MANÍACO POR MANIAS
Jorge Costa Filho
 
 

Lupércio é um sujeito maníaco por manias. Exatamente: O cara tem mania de colecionar manias. Elas vão das mais simples e corriqueiras (como coçar a palma da mão quando está na iminência de receber algum trocado ou xingar toda a ascendência do árbitro que marca um pênalti duvidoso contra seu clube de coração) até as mais inusitadas e despropositais. Por exemplo: O Lupércio quando viaja de ônibus, só toma acento na fileira de poltronas da esquerda, ou seja, o lado do motorista, porque segundo ele, é o que o piloto tenta resguardar em caso de acidente. E só serve lugar no canto da janela, porque quem fica na lateral do corredor é assaltado primeiro, enquanto quem está sentado à janela tem mais chance de sobrevivência, se acaso um sinistro consumir o veículo. E não há argumento que o convença a sentar-se caso não haja lugares disponíveis na ala esquerda próximo à janela. Ele perfaz todo o itinerário de pé, ainda que bancos e mais bancos estejam desocupados do lado direito.

Cavucar o nariz com o dedo mindinho é outra mania peculiar do nosso amigo. É pra promover um "pente fino" no salão, disse ele, quando sua mulher o repreendeu à mesa do jantar.

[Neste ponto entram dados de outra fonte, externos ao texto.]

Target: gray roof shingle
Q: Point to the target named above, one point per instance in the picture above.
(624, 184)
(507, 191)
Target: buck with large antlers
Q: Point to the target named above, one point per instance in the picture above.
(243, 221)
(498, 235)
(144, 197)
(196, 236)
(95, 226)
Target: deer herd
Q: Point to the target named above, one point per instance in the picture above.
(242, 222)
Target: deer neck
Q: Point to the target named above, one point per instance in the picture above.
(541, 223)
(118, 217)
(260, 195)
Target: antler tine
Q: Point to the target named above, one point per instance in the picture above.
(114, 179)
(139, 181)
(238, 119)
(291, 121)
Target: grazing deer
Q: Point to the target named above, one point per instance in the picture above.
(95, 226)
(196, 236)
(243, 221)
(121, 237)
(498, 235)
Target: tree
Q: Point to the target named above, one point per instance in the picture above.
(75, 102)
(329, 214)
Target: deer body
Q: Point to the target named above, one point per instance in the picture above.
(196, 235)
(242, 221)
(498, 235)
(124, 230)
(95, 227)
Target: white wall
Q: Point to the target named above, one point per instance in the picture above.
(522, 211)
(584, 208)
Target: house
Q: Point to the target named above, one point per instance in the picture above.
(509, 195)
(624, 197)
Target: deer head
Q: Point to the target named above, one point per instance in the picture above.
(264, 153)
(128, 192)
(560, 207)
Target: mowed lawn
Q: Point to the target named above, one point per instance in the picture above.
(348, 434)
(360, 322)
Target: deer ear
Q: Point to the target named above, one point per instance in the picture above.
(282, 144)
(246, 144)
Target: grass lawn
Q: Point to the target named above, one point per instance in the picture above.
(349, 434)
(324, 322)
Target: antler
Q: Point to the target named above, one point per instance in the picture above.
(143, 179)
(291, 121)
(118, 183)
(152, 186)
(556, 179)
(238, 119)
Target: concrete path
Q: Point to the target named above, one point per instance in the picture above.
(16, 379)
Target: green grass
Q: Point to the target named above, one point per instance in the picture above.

Mas, o Lupércio também possui a mania de renovar, de quando em quando, seu inesgotável repertório de manias. Uma das mais recentes é a de conversar com o espelho. São intermináveis monólogos ou então, diálogos inimagináveis com personagens os mais variados, mitos da antiguidade, vultos da história moderna, artistas contemporâneos ou até mesmo, anônimos incautos do reles cotidiano. Outro dia, ele estava trancado no banheiro há mais de hora, quando seu filho bateu à porta:

- Pai, com quem o senhor está falando?

- Com ninguém, ora essa!

- O senhor vai demorar muito?

- Já estou saindo!

Passados alguns minutos, estranhando o repentino silêncio por parte do garoto, resolveu quebrar o gelo:

- Filho, papai já está saindo, valeu?

- Não precisa mais, pai. Eu já fiz nas calças.

Recentemente, Lupércio adquiriu o hábito de andar nu dentro de casa e ainda aconselhou toda família a fazer o mesmo. Mas, essa mania foi logo abolida, em protesto contra os assovios dos marmanjos da vizinhança, quando a patroa resolveu aderir ao naturismo aconselhado por ele e foi realçar o bronzeado, tomando banho de sol na varanda, vestida como nasceu.

Mas, no fundo, o Lupércio é um cara legal, apesar de suas manias que, afinal de contas, são inocentes, inofensivas e inodoras, salvo algumas de ordem escatológica, como aquela de pôr a mão em forma de concha sobre a divisória do "sentador", no instante de soltar um (sonoro ou não) pum, e logo em seguida, levar a mesma mão à frente do nariz, para aspirar o aroma dos produtos gasosos do próprio interior.

A Ediléia não se incomoda com o maníaco que tem dentro de casa, aliás, ela já adquiriu a mania de não esquentar a cabeça com nada. Só há uma "mania" do Lupércio que irrita, e muito, a nossa brava escudeira do lar: É a mania que ele tem de afirmar que não tem manias.